In their article titled, "Why Tim Keller, Max Lucado and Hundreds of Evangelical Leaders Oppose Trump's Refugee Plan," CT reported, "More than 500 conservative evangelical pastors and leaders representing all 50 states are urging President Donald Trump to reverse his temporary ban on refugee resettlement and his 'dramatic reduction' of the total refugees America will accept this fiscal year."

They then make the case for open borders, etc. on behalf of World Relief and the other 9 agencies that resettle refugees in America.

They may truly hold their beliefs as "gospel," however, resettlement is also very profitable for these groups. I have written about it in the past.

Perhaps the most revealing illustration is found in the words of Jim Wallis' latest commentary, which was published yesterday afternoon to his thousands of followers on the religious Left---and a few like me who follow what he says.

Dr. Jeffress is right. Trump didn't create this fracture, but he is certainly exposing it.

Wallis begins with this: "I feel politically homeless as we enter 2018---and I know I am not alone. Many Christians are feeling the same...especially white evangelicals have undertaken completely uncritical support of a president who is the antithesis of the gospel of Jesus Christ---endangering the reputation of Christianity, especially among a new generation."

Then he says how he really feels: "Republican leadership has sold its party's soul to a bad, amoral, childish, and dangerous man. Most of my Republican friends agree... He has been revealed as an intellectually shallow and mentally incompetent leader, a person who lacks any moral conscience, an unapologetic promoter of racial bigotry..."

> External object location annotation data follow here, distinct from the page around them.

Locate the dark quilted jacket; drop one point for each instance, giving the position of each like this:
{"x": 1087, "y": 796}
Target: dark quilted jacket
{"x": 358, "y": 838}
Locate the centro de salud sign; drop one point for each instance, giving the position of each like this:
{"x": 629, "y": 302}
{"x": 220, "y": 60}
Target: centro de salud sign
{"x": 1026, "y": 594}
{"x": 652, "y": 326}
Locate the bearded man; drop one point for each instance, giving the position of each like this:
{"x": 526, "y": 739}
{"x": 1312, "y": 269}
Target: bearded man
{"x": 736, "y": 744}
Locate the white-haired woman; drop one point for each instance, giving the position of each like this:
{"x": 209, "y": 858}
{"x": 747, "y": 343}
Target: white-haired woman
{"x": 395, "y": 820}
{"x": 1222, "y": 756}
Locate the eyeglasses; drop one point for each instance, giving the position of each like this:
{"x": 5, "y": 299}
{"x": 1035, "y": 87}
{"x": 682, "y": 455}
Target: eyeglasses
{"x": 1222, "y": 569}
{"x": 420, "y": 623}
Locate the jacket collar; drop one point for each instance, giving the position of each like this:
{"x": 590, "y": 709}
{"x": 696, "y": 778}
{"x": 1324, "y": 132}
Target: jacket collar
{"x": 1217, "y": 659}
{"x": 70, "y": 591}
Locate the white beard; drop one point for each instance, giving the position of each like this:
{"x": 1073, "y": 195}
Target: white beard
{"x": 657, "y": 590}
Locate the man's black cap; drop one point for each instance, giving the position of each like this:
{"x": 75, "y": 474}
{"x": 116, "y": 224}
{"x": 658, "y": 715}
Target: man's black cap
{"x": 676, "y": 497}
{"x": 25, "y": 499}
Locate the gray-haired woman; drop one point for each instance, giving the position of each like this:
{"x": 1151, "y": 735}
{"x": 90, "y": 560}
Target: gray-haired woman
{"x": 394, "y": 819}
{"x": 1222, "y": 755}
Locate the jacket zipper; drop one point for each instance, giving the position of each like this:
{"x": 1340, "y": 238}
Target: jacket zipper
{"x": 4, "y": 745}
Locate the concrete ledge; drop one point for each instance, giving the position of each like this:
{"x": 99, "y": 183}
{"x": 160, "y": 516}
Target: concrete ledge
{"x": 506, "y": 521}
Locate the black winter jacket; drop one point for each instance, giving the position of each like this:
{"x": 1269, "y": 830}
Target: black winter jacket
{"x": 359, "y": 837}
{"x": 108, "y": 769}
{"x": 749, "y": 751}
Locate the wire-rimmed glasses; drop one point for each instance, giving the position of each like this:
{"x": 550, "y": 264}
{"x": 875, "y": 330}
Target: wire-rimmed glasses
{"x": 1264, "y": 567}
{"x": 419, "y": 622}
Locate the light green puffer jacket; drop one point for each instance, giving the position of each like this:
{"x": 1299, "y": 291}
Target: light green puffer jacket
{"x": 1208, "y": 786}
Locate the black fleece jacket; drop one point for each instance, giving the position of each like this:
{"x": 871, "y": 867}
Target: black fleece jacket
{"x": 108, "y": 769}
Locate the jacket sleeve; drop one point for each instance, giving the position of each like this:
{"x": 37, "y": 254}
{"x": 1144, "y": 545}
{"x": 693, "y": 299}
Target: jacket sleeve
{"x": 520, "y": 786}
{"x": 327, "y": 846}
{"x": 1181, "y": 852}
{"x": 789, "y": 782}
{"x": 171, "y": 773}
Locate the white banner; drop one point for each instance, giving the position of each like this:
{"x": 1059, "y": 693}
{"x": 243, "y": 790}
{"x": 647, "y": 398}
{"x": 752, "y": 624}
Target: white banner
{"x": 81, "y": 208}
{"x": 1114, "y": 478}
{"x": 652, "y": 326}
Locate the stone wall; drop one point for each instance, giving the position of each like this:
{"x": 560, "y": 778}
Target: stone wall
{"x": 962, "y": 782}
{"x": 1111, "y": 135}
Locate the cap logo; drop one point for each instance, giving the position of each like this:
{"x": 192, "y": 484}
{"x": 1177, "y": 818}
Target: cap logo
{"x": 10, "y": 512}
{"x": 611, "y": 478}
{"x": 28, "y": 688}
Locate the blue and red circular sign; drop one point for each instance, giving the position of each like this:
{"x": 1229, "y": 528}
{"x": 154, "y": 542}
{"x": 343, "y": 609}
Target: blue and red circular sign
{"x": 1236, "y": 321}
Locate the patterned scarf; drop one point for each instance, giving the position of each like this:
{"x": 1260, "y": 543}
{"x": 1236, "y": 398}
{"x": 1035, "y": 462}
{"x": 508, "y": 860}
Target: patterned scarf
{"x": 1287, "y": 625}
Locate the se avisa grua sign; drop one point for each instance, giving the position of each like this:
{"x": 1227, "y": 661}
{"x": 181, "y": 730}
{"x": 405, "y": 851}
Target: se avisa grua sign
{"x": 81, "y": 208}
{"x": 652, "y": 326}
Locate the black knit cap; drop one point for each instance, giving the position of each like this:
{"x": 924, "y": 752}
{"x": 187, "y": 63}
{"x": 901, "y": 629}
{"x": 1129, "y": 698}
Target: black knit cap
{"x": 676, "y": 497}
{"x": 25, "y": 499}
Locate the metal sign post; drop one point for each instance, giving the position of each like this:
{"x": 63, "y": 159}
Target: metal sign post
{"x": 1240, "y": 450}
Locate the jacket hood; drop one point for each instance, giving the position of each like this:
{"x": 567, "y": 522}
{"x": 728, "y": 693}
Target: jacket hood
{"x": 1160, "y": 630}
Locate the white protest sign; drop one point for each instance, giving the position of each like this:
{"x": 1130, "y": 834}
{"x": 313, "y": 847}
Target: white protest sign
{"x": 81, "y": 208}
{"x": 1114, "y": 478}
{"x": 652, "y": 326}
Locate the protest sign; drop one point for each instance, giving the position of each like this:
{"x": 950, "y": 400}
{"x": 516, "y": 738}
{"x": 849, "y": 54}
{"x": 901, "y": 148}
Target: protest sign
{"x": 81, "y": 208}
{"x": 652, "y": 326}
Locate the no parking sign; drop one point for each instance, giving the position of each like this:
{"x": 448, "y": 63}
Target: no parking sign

"And," Wallis says, "The GOP has disregarded the best values of principled conservatism, fiscal integrity and responsibility, an allegiance to truth and honesty...and genuine pro-family values..."

There's much more of the same about Trump and those who voted for him.

It becomes clear that those who stand with Wallis would find it impossible to support any policy that the Trump administration would put forward---regardless of its merit.

While Jim Wallis is critical of the Democratic Party, it is a more "hopeful" critique, calling for the Democrats to reach out more to those like himself who feel politically homeless.

He notes that an "outreach" would include his commitment to government expansion of welfare, reducing the number of abortions, but not "criminalizing" abortion, gender equality, same-sex marriage, and a pro-Palestinian position toward Israel. His worldview also calls for social justice and a commitment to join the global warming movement---all couched in biblical terms.

Wallis once again affirms that Pastor Jeffress is right.

The "never Trump" evangelicals---the religious Left, "have left their core theology behind" if indeed they ever held it.

Be Informed. Be Discerning. Be Vigilant. Be Bold. Be Faithful. Be Prayerful.